Standing in line at the supermarket the other day, my eyes fell upon the cover of the latest issue of TIME Magazine. The image on the cover was a striking one, featuring a shot from behind of the mitre-capped Holy Father. The obnoxious title of the cover story was rather elongated and clumsy: Why Popes Never Have to Ask for Forgiveness: the limits of atonement. Or something like that. It was one of those profound "ugh" moments. I thought to myself, "Is any other religion so singularly examined for public humiliation and scrutiny?" Of course not, and there's a reason. For but a second, I thought about snatching up the remaining copies in order to spare others like myself from the sheer annoyance and to shield the ignorant from the deceptive poison. The consolation of TIME's ever-dwindling circulation was mitigated somewhat by the realization that many shoppers passing through store check-out lines across America, while perhaps not purchasing the piece of journalistic flotsam and saving the three bucks, will nonetheless be drawn to it and smugly concur with the absurd assertion stated in bold on the cover.
The editors of TIME are not interested in eliciting apologies but rather in advancing an agenda; a sordid agenda that the Pope's moral authority and intellectual arsenal severely threaten and undermine.
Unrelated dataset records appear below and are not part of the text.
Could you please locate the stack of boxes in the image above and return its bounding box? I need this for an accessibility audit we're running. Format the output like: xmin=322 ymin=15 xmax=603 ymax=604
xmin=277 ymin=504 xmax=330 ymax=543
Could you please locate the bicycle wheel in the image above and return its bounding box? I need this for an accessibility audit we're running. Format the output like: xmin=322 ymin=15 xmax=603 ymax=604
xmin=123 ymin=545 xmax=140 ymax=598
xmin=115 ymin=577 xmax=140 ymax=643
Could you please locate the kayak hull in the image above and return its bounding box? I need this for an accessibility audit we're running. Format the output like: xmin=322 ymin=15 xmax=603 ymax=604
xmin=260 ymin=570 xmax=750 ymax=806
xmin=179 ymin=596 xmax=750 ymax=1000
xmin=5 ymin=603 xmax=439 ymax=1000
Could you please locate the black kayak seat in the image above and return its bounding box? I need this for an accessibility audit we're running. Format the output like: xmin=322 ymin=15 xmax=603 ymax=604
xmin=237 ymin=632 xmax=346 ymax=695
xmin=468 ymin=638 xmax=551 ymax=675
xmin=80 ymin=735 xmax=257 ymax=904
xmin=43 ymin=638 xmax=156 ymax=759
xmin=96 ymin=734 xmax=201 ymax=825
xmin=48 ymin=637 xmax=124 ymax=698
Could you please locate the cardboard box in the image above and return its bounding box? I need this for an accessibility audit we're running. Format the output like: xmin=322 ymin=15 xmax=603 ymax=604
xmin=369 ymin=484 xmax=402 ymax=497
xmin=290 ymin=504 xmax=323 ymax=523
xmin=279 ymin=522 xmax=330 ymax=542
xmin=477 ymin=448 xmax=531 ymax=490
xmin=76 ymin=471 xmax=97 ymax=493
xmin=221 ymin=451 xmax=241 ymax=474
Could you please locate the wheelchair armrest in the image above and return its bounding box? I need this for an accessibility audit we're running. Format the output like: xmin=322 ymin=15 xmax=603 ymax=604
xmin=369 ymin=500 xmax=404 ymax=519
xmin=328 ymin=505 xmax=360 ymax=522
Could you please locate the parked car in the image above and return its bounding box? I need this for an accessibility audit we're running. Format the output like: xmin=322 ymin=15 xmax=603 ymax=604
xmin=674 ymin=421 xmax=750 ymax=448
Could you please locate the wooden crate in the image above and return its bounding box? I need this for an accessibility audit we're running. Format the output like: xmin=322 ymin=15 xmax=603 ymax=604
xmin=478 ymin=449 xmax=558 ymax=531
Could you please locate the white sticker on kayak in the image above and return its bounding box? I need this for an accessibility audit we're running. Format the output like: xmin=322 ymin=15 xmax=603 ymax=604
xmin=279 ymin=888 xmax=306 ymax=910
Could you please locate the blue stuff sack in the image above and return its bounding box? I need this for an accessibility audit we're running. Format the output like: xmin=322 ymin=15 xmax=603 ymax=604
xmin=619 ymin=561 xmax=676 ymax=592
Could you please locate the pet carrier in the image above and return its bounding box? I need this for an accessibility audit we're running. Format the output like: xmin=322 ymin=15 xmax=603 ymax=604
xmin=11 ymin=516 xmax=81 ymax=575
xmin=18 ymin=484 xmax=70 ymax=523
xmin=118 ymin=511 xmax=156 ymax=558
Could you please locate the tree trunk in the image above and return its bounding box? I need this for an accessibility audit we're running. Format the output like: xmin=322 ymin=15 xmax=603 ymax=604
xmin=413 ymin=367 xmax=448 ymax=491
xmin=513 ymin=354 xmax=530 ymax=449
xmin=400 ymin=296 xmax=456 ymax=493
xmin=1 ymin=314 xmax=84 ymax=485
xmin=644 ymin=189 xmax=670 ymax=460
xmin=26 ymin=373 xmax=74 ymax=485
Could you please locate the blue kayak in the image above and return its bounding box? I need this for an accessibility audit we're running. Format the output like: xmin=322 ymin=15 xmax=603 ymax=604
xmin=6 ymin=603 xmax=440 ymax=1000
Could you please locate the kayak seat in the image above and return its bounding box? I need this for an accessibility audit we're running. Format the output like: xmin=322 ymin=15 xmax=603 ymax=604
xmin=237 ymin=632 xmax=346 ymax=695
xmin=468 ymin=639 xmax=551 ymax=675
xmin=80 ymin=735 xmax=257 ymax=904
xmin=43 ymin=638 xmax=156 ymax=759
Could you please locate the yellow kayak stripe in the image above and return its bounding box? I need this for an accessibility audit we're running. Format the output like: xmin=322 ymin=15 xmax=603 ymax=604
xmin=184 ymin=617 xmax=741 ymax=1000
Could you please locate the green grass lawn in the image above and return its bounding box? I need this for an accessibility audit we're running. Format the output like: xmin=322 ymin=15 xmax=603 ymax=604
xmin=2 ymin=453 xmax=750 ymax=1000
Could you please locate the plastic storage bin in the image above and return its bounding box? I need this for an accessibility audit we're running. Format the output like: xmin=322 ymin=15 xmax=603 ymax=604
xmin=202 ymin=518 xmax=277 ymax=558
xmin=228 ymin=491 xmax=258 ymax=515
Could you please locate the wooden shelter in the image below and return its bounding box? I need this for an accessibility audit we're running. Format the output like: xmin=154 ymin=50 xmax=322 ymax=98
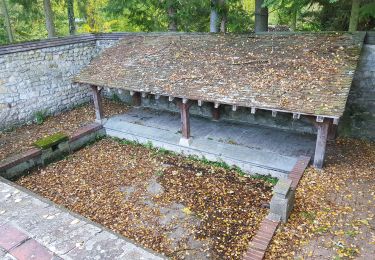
xmin=74 ymin=32 xmax=365 ymax=169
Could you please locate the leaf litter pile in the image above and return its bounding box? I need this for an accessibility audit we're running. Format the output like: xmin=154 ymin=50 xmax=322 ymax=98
xmin=16 ymin=138 xmax=273 ymax=259
xmin=0 ymin=99 xmax=128 ymax=161
xmin=266 ymin=138 xmax=374 ymax=259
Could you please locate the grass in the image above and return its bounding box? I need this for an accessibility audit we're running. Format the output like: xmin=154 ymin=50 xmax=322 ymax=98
xmin=34 ymin=110 xmax=48 ymax=125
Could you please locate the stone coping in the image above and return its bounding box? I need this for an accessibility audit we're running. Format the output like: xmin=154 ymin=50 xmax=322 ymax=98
xmin=1 ymin=31 xmax=372 ymax=56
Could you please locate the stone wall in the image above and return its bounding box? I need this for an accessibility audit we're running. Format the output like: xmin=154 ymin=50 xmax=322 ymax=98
xmin=340 ymin=44 xmax=375 ymax=140
xmin=0 ymin=40 xmax=97 ymax=128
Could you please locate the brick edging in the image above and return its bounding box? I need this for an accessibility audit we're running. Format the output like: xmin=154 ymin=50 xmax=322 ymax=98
xmin=243 ymin=155 xmax=311 ymax=260
xmin=243 ymin=218 xmax=280 ymax=260
xmin=289 ymin=155 xmax=311 ymax=190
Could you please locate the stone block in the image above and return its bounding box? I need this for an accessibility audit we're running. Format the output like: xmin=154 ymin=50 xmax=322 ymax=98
xmin=270 ymin=179 xmax=295 ymax=222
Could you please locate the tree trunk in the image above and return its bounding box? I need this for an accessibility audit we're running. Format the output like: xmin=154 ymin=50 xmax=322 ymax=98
xmin=67 ymin=0 xmax=76 ymax=35
xmin=0 ymin=0 xmax=14 ymax=43
xmin=167 ymin=6 xmax=177 ymax=31
xmin=43 ymin=0 xmax=56 ymax=38
xmin=210 ymin=0 xmax=219 ymax=32
xmin=291 ymin=8 xmax=297 ymax=31
xmin=255 ymin=0 xmax=268 ymax=32
xmin=219 ymin=0 xmax=227 ymax=33
xmin=348 ymin=0 xmax=360 ymax=32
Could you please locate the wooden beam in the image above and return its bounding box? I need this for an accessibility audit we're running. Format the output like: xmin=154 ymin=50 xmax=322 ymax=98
xmin=251 ymin=107 xmax=256 ymax=114
xmin=182 ymin=98 xmax=188 ymax=104
xmin=155 ymin=94 xmax=161 ymax=100
xmin=293 ymin=113 xmax=300 ymax=120
xmin=180 ymin=102 xmax=191 ymax=139
xmin=168 ymin=96 xmax=175 ymax=102
xmin=313 ymin=120 xmax=329 ymax=169
xmin=132 ymin=92 xmax=141 ymax=107
xmin=272 ymin=110 xmax=277 ymax=117
xmin=316 ymin=116 xmax=324 ymax=123
xmin=232 ymin=105 xmax=237 ymax=111
xmin=198 ymin=100 xmax=203 ymax=106
xmin=90 ymin=85 xmax=103 ymax=122
xmin=214 ymin=102 xmax=220 ymax=109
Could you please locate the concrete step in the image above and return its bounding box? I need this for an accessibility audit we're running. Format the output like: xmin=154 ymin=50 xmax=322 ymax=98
xmin=104 ymin=112 xmax=308 ymax=179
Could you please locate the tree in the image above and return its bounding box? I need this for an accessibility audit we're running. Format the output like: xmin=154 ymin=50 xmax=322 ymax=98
xmin=43 ymin=0 xmax=56 ymax=37
xmin=0 ymin=0 xmax=14 ymax=42
xmin=210 ymin=0 xmax=219 ymax=32
xmin=348 ymin=0 xmax=360 ymax=31
xmin=67 ymin=0 xmax=75 ymax=35
xmin=255 ymin=0 xmax=268 ymax=32
xmin=218 ymin=0 xmax=228 ymax=32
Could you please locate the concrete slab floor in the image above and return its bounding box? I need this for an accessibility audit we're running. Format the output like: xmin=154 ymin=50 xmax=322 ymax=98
xmin=104 ymin=107 xmax=316 ymax=178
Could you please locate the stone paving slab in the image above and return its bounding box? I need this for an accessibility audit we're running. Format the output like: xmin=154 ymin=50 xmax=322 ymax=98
xmin=0 ymin=178 xmax=164 ymax=260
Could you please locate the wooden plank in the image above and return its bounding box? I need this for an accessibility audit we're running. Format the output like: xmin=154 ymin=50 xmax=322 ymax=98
xmin=180 ymin=102 xmax=191 ymax=139
xmin=132 ymin=92 xmax=141 ymax=106
xmin=90 ymin=85 xmax=103 ymax=121
xmin=313 ymin=120 xmax=329 ymax=169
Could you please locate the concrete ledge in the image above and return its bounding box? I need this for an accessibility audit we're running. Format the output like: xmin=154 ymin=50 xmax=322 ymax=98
xmin=0 ymin=148 xmax=42 ymax=172
xmin=0 ymin=123 xmax=105 ymax=180
xmin=69 ymin=123 xmax=103 ymax=142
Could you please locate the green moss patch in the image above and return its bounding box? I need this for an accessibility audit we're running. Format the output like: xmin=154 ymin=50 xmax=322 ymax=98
xmin=34 ymin=132 xmax=69 ymax=149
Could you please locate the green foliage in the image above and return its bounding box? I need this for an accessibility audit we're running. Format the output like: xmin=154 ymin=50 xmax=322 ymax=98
xmin=34 ymin=132 xmax=68 ymax=149
xmin=34 ymin=110 xmax=48 ymax=125
xmin=111 ymin=92 xmax=122 ymax=103
xmin=252 ymin=174 xmax=278 ymax=185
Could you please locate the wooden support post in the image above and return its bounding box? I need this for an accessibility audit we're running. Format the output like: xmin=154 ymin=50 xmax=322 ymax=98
xmin=212 ymin=103 xmax=220 ymax=121
xmin=328 ymin=119 xmax=337 ymax=140
xmin=179 ymin=100 xmax=193 ymax=146
xmin=90 ymin=85 xmax=103 ymax=122
xmin=132 ymin=92 xmax=141 ymax=107
xmin=313 ymin=120 xmax=329 ymax=169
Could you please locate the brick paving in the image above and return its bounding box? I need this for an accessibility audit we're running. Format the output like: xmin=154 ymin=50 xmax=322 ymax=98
xmin=0 ymin=179 xmax=163 ymax=260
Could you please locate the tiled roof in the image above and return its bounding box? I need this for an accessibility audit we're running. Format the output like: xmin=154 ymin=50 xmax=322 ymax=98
xmin=74 ymin=32 xmax=365 ymax=118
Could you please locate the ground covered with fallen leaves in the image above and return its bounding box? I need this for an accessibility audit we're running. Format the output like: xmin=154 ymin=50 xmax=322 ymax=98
xmin=0 ymin=99 xmax=128 ymax=161
xmin=266 ymin=138 xmax=374 ymax=259
xmin=16 ymin=138 xmax=273 ymax=259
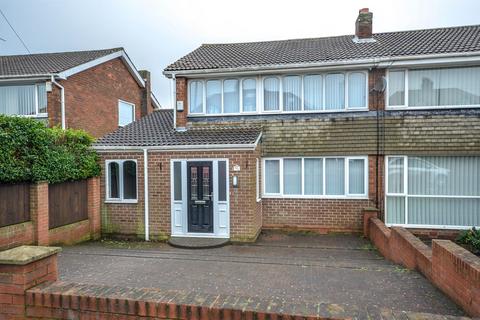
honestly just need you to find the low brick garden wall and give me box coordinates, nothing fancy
[0,177,101,250]
[363,209,480,317]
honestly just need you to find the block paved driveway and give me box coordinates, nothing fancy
[58,231,464,317]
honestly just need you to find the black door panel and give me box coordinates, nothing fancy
[187,161,213,233]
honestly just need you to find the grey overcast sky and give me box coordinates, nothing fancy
[1,0,479,108]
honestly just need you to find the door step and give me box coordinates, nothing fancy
[168,237,229,249]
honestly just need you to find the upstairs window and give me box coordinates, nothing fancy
[242,78,257,112]
[283,76,302,111]
[189,80,204,113]
[263,77,280,111]
[118,100,135,126]
[0,83,47,116]
[388,66,480,108]
[106,160,137,202]
[223,79,239,113]
[206,80,221,114]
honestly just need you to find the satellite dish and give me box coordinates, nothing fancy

So the solution lies in destroying the man and the institution he helms. "The gates of hell..." We cannot forget that.
For the record, the Pope has absolutely nothing for which to apologize personally. Fr. Raymond J. de Souza's excellent defense of Pope Benedict clearly passed by the selective eyes of the editors of TIME, wholly unnoticed. Jay Scott Newman and George Weigel also took a wrecking ball to the spurious charges against the Pope.